Global comparable store sales up 5%, driven by a 3% increase in average ticket and a 2% increase in comparable transactions
Americas and U.S. comparable store sales up 6%
International comparable store sales up 3%
China comparable store sales increased 5% highlighting all geographies had pricing power.
The company opened 630 net new stores in Q4, yielding 31,256 stores
Consolidated net revenues of $6.7 billion grew 7% over the prior year
GAAP operating margin expanded 90 basis points year-over-year to 16.1%
GAAP Earnings Per Share of $0.67, up 20%
Returned $2.7 billion to shareholders through a combination of share repurchases and dividends
Starbucks® Rewards loyalty program grew to 17.6 million active members in the U.S., up 15% year-over-year
Fiscal 2020 Guidance
The company introduces the following fiscal year 2020 guidance (all growth targets are relative to fiscal year 2019 non-GAAP measures unless specified):
Global comparable store sales growth of 3% to 4%
Approximately 2,000 net new Starbucks stores globally
Americas approximately 600 net new stores (3% to 4% growth in the U.S.)
International approximately 1,400 net new stores (mid-teens growth in China)
Consolidated GAAP revenue growth of 6% to 8%
Consolidated operating income growth of 8% to 10%
Consolidated operating margin improving modestly
GAAP interest expense of approximately $415 to $425 million
GAAP and non-GAAP effective tax rate in the range of 22% to 24%
GAAP EPS in the range of $2.84 to $2.89
Non-GAAP EPS in the range of $3.00 to $3.05
Capital expenditures of approximately $1.8 billion
From a factor scoring perspective versus the other 199 brands in the brands index, here’s where Starbucks scores well as of 9/17/19:
88% high Free cash flow yield - a solid value metric
99% high free cash flow growth
81% strong price momentum
97% high 3YR ROE
93% high 3YR projected dividend growth
85% high free cash flow
96% high ROIC
97% high ROIC over WACC (weighted average cost of capital)
79% high cash balance over total market cap
The stock has pulled back about 15% from the highs on a recent reduction of guidance by management but this quarter and the guidance should put fears to rest. This is a steady, cash flow generating and dividend growth stock with super high brand loyalty and global brand recognition and relevancy. It’s a solid hold and a buy on dips. There’s not much I can say other than the haters will continue to say SBUX is too expensive and my retort is the premium is warranted given the stability of the business and intangible value of the Starbucks brand. Right now, sentiment is pretty bad surrounding the restaurant sector, what a difference a few months makes. Labor costs, input costs will continue to be a potential headwind but Starbucks has some pricing power and high brand love in its favor and lets face it, coffee is addicting, I don’t even drink it but I see how people act when they haven’t had their coffee, thats a story I want to be involved in. And it’s wrapped inside a corporate umbrella that is working hard at showing the world how important doing well by doing right is.
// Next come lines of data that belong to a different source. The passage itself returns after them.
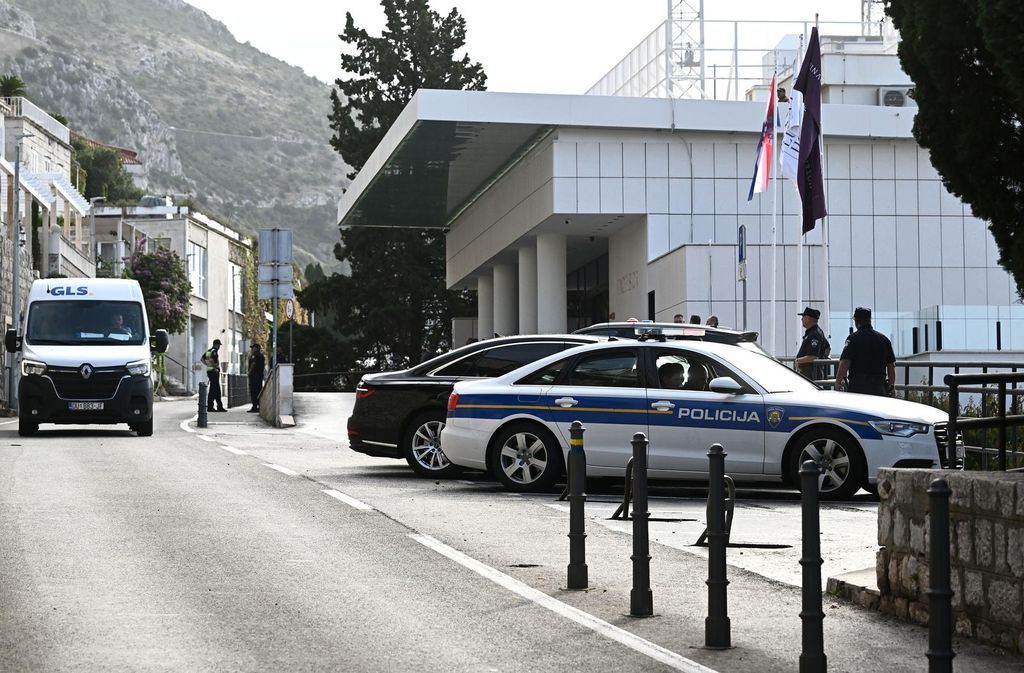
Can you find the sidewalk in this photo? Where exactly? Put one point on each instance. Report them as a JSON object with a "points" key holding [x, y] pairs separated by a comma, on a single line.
{"points": [[525, 538]]}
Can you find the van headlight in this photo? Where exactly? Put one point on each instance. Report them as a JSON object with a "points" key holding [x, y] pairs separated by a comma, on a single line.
{"points": [[33, 368], [900, 428]]}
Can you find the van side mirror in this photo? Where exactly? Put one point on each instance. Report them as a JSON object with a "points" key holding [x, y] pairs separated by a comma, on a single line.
{"points": [[160, 341], [725, 384], [11, 341]]}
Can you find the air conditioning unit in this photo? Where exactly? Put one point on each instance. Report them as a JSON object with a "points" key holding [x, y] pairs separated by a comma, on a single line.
{"points": [[890, 97]]}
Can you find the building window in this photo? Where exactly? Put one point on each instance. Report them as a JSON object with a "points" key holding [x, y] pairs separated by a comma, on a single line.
{"points": [[235, 283], [197, 268]]}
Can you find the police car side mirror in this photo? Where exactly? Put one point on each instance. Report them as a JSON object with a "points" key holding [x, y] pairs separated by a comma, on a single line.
{"points": [[160, 341], [726, 385], [11, 341]]}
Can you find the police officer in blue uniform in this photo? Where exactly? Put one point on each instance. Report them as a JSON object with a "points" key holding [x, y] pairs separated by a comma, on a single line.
{"points": [[868, 359], [814, 346]]}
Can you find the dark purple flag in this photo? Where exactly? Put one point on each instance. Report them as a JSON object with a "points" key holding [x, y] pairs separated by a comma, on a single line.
{"points": [[811, 181]]}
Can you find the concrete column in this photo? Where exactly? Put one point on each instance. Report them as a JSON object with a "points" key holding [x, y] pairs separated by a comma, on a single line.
{"points": [[484, 306], [506, 306], [552, 310], [527, 290]]}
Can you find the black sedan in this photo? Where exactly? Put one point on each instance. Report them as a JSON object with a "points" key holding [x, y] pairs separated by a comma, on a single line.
{"points": [[401, 414]]}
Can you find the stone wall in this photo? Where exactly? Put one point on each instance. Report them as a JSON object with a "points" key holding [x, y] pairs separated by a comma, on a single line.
{"points": [[986, 537]]}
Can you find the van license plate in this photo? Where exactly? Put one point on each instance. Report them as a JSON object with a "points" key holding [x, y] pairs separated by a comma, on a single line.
{"points": [[85, 406]]}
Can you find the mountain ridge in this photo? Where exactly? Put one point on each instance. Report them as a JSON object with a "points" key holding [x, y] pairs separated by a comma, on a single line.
{"points": [[242, 132]]}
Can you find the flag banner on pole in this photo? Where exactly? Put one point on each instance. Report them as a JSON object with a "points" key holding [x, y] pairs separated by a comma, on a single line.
{"points": [[810, 179], [788, 156], [762, 162]]}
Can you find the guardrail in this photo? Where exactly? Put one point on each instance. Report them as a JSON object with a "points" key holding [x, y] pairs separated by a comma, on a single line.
{"points": [[977, 393], [329, 381]]}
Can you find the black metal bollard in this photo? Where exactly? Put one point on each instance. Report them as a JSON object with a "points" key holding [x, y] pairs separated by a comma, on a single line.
{"points": [[577, 572], [201, 420], [717, 628], [940, 625], [812, 656], [641, 600]]}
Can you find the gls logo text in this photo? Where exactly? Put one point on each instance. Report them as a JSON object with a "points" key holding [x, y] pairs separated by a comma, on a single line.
{"points": [[66, 291]]}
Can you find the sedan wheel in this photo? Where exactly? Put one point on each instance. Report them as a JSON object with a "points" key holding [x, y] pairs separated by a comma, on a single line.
{"points": [[527, 458], [839, 459], [423, 447]]}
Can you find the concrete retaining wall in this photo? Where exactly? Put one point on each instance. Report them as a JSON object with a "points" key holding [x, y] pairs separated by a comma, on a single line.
{"points": [[986, 537]]}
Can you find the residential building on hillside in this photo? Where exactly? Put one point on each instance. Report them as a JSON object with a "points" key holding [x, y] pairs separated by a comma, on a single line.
{"points": [[215, 256], [567, 210]]}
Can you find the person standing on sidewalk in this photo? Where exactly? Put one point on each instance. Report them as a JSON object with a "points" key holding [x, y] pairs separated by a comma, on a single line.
{"points": [[257, 363], [869, 360], [212, 362]]}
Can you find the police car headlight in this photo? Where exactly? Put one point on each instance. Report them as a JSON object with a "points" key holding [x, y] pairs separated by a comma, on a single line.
{"points": [[900, 428], [32, 368]]}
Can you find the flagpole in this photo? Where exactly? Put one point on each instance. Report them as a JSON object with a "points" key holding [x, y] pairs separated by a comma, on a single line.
{"points": [[774, 211]]}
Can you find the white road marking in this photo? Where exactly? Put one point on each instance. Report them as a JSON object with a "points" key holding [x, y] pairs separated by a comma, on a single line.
{"points": [[184, 424], [282, 469], [348, 500], [635, 642]]}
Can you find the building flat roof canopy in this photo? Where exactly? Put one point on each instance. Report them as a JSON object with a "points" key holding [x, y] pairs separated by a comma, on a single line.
{"points": [[446, 146]]}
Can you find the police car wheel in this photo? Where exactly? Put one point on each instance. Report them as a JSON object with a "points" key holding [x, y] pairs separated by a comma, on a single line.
{"points": [[422, 447], [839, 457], [526, 458]]}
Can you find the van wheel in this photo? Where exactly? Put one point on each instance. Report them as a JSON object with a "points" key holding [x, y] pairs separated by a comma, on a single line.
{"points": [[27, 428]]}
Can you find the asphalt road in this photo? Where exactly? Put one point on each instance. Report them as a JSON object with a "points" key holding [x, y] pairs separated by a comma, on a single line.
{"points": [[219, 550]]}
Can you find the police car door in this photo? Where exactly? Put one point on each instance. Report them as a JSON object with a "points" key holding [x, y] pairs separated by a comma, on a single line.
{"points": [[686, 420], [604, 390]]}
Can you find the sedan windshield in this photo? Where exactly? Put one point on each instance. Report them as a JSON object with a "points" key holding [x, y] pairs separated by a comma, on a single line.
{"points": [[769, 373], [79, 323]]}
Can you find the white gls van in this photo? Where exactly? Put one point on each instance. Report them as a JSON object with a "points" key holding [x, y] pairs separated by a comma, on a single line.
{"points": [[85, 354]]}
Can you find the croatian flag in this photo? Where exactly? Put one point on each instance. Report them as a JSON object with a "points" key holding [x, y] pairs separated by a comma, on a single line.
{"points": [[762, 163]]}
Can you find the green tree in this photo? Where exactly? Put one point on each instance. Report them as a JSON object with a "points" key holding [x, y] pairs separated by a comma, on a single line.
{"points": [[967, 61], [105, 174], [166, 288], [12, 85], [393, 303]]}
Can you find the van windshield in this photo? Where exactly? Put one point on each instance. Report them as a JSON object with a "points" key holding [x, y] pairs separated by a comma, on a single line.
{"points": [[80, 323]]}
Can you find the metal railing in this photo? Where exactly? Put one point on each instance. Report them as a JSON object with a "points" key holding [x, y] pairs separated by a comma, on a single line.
{"points": [[970, 401], [329, 381], [20, 107]]}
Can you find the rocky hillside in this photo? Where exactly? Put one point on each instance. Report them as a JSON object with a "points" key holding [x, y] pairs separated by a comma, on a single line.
{"points": [[243, 133]]}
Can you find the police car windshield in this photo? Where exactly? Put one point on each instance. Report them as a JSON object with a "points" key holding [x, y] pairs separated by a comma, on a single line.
{"points": [[78, 323], [769, 373]]}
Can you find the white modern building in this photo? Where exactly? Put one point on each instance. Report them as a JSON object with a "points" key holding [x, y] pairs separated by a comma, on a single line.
{"points": [[566, 210], [215, 256]]}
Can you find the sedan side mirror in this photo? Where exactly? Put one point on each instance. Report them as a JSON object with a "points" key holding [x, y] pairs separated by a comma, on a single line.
{"points": [[725, 384], [160, 341], [11, 341]]}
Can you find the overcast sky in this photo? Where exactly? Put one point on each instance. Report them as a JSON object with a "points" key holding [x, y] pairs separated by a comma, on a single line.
{"points": [[540, 46]]}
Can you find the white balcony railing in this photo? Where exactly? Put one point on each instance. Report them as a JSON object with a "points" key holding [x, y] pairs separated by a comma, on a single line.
{"points": [[20, 107]]}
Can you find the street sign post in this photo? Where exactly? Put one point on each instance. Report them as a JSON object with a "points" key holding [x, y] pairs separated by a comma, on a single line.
{"points": [[275, 274], [741, 264]]}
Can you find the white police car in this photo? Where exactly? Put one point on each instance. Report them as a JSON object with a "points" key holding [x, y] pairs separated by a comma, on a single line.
{"points": [[685, 396]]}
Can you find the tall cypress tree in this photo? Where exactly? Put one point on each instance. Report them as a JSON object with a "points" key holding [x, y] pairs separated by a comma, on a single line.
{"points": [[967, 61], [393, 304]]}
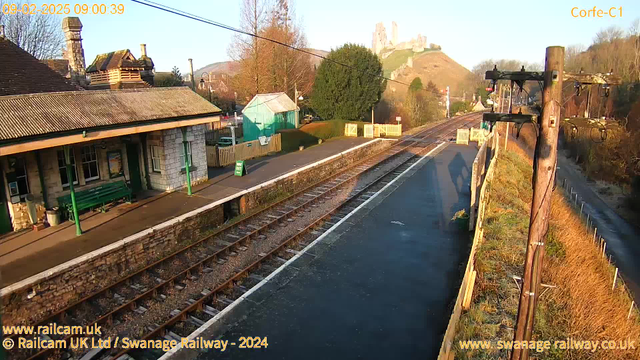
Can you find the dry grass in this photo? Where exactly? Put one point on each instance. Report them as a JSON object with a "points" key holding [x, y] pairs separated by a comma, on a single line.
{"points": [[582, 306]]}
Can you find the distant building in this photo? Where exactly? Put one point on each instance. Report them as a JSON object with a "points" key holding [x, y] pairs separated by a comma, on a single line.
{"points": [[265, 114]]}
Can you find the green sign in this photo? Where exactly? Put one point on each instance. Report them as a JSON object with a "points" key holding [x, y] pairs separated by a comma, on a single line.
{"points": [[241, 169]]}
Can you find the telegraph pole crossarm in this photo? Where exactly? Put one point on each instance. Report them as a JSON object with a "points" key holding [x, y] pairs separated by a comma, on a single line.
{"points": [[545, 164], [590, 79]]}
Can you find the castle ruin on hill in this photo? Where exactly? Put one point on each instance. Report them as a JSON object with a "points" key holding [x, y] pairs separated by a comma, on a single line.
{"points": [[381, 42]]}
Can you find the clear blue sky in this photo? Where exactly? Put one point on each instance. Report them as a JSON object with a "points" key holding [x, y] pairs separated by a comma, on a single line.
{"points": [[468, 31]]}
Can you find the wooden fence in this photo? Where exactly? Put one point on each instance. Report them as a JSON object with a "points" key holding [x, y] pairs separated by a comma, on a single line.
{"points": [[217, 130], [378, 130], [480, 198], [223, 156]]}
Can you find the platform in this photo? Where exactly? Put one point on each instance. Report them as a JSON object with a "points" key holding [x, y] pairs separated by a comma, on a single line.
{"points": [[28, 253], [378, 286]]}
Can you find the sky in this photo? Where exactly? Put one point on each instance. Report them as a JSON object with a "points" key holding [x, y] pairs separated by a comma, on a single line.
{"points": [[468, 31]]}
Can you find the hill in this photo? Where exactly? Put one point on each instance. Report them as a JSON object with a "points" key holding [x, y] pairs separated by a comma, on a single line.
{"points": [[429, 65], [231, 67]]}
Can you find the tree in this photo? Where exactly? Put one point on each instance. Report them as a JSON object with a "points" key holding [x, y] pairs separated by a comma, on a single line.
{"points": [[421, 106], [416, 84], [348, 92], [264, 65], [172, 79], [246, 49], [432, 88], [38, 34]]}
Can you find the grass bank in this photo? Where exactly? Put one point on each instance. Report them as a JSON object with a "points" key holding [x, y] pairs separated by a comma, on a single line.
{"points": [[308, 135], [582, 306]]}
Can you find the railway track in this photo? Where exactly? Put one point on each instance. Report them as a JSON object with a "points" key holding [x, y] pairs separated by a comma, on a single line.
{"points": [[168, 284]]}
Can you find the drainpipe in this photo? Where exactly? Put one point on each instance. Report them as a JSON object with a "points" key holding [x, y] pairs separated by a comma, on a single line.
{"points": [[41, 175], [67, 159], [186, 159], [145, 158]]}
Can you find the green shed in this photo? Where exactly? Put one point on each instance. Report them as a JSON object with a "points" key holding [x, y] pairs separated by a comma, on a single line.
{"points": [[265, 114]]}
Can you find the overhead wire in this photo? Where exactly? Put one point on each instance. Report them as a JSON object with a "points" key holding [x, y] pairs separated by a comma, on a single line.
{"points": [[185, 14]]}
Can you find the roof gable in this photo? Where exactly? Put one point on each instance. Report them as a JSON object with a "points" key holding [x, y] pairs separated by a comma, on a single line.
{"points": [[115, 60], [21, 73], [27, 116]]}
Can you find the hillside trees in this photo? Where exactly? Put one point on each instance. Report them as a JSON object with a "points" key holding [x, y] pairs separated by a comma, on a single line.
{"points": [[264, 65], [421, 105], [38, 34], [348, 92], [174, 78]]}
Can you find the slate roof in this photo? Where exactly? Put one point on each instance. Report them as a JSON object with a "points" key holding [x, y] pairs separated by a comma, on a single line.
{"points": [[61, 66], [25, 116], [116, 60], [21, 73], [276, 102]]}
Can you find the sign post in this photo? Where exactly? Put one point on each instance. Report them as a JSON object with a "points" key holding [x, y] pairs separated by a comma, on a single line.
{"points": [[241, 168]]}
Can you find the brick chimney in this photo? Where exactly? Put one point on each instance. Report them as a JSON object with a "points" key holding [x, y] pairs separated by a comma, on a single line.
{"points": [[74, 53], [148, 73]]}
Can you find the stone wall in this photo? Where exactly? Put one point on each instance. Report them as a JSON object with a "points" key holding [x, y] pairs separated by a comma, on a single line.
{"points": [[58, 290], [174, 171], [306, 177], [52, 180]]}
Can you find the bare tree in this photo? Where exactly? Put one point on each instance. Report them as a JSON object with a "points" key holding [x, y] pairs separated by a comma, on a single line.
{"points": [[608, 35], [38, 34], [246, 49], [266, 66]]}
Starbucks the stock has been a complete monster since going public. I’m not sure even Starbucks could have seen the potential growth they would ultimately have. An investment in Starbucks now is a very different proposition however. Yes, they will keep opening new stores around the world and upgrade existing stores but an investment in SBUX now is about stable, predictable growth and the massive cash flow generation coming from >30,000 stores. Just think about that for a moment, 30,000 stores generating cash that gets filtered into additional innovative store concepts, dividends, share buybacks and growth of the dividend. Not a bad story for an aging demographic that wants and needs growth of income and where bond income is much less than it’s been in 30 years. The real story for Starbucks continues to be the China expansion. They now have ~4000 stores in China with ore opening every day. The average consumption of coffee from a Chinese consumer is a fraction of what it is in the U.S. so there’s plenty of room for expansion if the culture begins to adopt coffee on a more broad basis. The Chinese love their tea’s though and Starbucks is building stores that blend into the community and offer a gathering place.
The stock broke out of a massive base and has gone straight up so it needs a rest and with the recent lowering of guidance by management. I suspect the stock will stall for a bit. All of these are good data points given how overbought the stock was so I’m happy to add to the position on any deeper pullbacks because this great brand will be a go-to for investors looking for stability for many years to come.